In 1949, something really peculiar happened in downtown Jacksonville: The stockings on women began to peel away. And, in the picture to the left, you’re looking at what may have been the culprit. The Inductance vaguely resembles a Union gunboat from the Civil War, but in some ways it proved far more powerful. This vessel was a floating power plant that helped Jacksonville tackle its electrical requirements during World War II (1941-1945). The River City churned out a small fleet of military craft, for example. The largest of these manufacturers, the St. Johns River Shipbuilding Company, gobbled enough power to supply a town of 40,000. Other crushing demands came from Camp Blanding and the Jacksonville Naval Air Station. To complicate matters, new residents needed energy too. People poured into Jacksonville, with its population skyrocketing from 173,065 to 247,468 during just the first two years of the war.
The Navy came to the rescue, at least in part.
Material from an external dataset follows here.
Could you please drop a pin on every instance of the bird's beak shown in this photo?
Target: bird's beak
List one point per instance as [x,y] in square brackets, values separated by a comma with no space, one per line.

Waterborne power plants proved a relatively fast, cheap way to boost power in a place. Thus, the Navy loaned Jax a floating power plant for several months in late 1944. The vessel’s withdrawal, though, left the city back in the lurch. One city commissioner cast his eye on the Inductance, which was one of four floating power plants capable of generating 30,000 kilowatts that was made available by the federal government’s Defense Plant Corporation. The feds had already dispatched three of the craft to Europe, though, and several U.S. cities coveted the remaining Inductance. Against seemingly impossible odds, Jacksonville prevailed, for the city commissioner won for his town the leasing of the Inductance. A year later, the city didn’t have to pay rent anymore when it purchased the vessel for continued service.
The Inductance measured 18 feet longer than a football field, and it could burn up to 1,200 barrels of fuel a day in two boilers that generated electricity. Towed by tug, it arrived in Jax on April 14, 1945, shortly before Germany’s surrender. But it still proved quite worthwhile, since the Pacific battles continued into August.
The Inductance was moored downtown where the Jacksonville Landing sits today. (The Landing was built beyond the spot where the shoreline used to lay.) Following Japan’s surrender, the Inductance stayed in its spot, continuing to help light the First Coast.
Which gets us to the peeling stockings: In 1949, women downtown became flush with heat, and their legs started to prickle with pain. Next, their stockings stripped away in small spots. National magazines even investigated the phenomenon. What may’ve have been the cause? Soot from pollution, the Florida Times-Union suggested. More specifically, smoke from the Inductance, which was still puffing away at the foot of Laura Street.
Sometime later, the city moved the floating electrical plant to the end of Collins Road, near the Jacksonville Naval Air Station. In 1966, the U.S. Army Corps of Engineers bought the Inductance, and it ended up in Guam, boosting power there.
Did you know? — During World War II, the Jacksonville City Council added extra security to prevent sabotage at the Talleyrand Avenue Light Plant, the Water Works, and the Municipal Docks & Terminals. If the enemy had planned to destroy these targets, they did not carry out the threat.